Cycle of violence resumes quickly following brutal West Bank killings of Israeli students

As is traditional in Israel, the sad funerals of Gil-Ad Shaer and US-Israeli national Naftali Fraenkel (both 16) and Eyal Yifrah (19) , took place quickly yesterday in the central town of Modiin. The first part of Israel's response, international appeals for restraint notwithstanding, was equally speedy: air attacks on 34 sites in Gaza, most owned by Hamas which has denied, implausibly, responsibility for the abduction and killings. Further measures will come, although the government appears to be divided over quite how far to go.

Little wonder Hamas would not wish to be associated with the disappearances, although two of its alleged members are being sought for what was probably an opportunist rather than planned killing. Such is the trauma that has clearly been manifest in Israel since June 12th when the hitching trio disappeared, there will be little kudos even in the most hardened ranks of the Palestinian community for the perpetrators. And much fear of the consequences.

Whether planned, officially sanctioned, or not, the brutal killings are a politically disastrous vindication of the Israeli government’s narrative on Hamas as irredentist, anti-Jewish terrorists with whom a deal can never be done. This, at a time when others have been seeking gradually to find ways of bringing the group into the political process.

The political fallout from the killings has already exceeded the pain of the military response. A week ago, reacting to the disappearances, Prime Minister Benymin Netanyahu further reduced any small prospects of a resumption of peace talks that collapsed in April by insisting in a major policy speech that in any future agreement with the Palestinians, Israel would insist on maintaining security control of the West Bank "for a very long time".

READ MORE

There was a real and rising threat to Israel, he claimed , in the likelihood that the departure of its forces from the West Bank would "probably lead to collapse of the Palestinian Authority there and the takeover of radical Islamic forces, like in Gaza." That strategic threat was compounded by the rise of Isis in Syria and Iraq, posing a direct threat to neighbouring Jordan.

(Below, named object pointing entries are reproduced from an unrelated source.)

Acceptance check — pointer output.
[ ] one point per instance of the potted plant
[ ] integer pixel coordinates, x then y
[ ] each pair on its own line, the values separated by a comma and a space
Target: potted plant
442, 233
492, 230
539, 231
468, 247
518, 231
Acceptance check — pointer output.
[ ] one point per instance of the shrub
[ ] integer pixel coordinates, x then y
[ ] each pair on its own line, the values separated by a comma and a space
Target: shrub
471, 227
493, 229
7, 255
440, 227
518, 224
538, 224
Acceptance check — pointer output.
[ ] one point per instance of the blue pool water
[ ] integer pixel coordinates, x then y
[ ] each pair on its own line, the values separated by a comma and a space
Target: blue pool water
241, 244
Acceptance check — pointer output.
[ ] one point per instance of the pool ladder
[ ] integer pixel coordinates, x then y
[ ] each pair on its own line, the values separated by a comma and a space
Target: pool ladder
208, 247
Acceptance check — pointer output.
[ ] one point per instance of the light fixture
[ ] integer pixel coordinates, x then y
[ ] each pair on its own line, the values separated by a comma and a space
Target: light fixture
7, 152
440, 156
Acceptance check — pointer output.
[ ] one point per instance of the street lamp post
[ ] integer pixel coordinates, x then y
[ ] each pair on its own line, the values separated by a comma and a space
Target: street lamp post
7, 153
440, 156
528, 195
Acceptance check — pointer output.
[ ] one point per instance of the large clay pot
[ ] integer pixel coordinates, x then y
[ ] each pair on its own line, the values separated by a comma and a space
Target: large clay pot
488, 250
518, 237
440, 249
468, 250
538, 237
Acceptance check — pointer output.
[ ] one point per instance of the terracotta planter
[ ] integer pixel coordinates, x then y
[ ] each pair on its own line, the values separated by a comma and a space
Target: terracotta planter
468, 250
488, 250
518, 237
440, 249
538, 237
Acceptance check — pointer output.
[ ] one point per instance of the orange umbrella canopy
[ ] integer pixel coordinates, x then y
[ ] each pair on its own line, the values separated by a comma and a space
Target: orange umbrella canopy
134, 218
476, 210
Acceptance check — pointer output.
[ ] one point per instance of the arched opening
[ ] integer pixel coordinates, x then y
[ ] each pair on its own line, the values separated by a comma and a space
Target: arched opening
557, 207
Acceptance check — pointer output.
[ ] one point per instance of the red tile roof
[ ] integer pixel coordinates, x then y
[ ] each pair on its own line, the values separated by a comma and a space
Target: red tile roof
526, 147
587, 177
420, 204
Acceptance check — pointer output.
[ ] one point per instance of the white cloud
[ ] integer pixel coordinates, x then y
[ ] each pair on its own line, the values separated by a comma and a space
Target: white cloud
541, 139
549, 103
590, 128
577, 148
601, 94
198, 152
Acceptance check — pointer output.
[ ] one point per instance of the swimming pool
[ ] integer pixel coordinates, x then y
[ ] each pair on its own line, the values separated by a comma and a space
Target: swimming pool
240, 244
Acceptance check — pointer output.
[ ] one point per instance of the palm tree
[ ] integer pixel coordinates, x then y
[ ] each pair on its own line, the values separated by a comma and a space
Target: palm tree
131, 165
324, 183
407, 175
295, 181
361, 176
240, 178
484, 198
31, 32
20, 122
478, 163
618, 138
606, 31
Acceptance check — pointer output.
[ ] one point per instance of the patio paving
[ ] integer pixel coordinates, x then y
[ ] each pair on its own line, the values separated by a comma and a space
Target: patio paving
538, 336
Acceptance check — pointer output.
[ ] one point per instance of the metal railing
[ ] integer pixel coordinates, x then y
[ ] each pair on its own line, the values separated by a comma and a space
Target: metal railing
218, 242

His hawkish approach has been reflected in his insistence, now cemented by the deaths, that no talks with the Palestinians could take place while Mahmoud Abbas continued to head an administration with a Hamas component. The deaths of the three youths leaves Abbas with the impossible choice of decisively breaking with Hamas, and losing credibility in a Palestinian community that has long yearned for unity of its leadership, or sticking with Hamas, and forgoing what looks like indefinitely any prospect of talks.

Netanyahu’s keen awareness of that reality and eagerness to further twist the screw, suggests that, in truth, he has little interest in dialogue. Yesterday’s funerals were burying hope.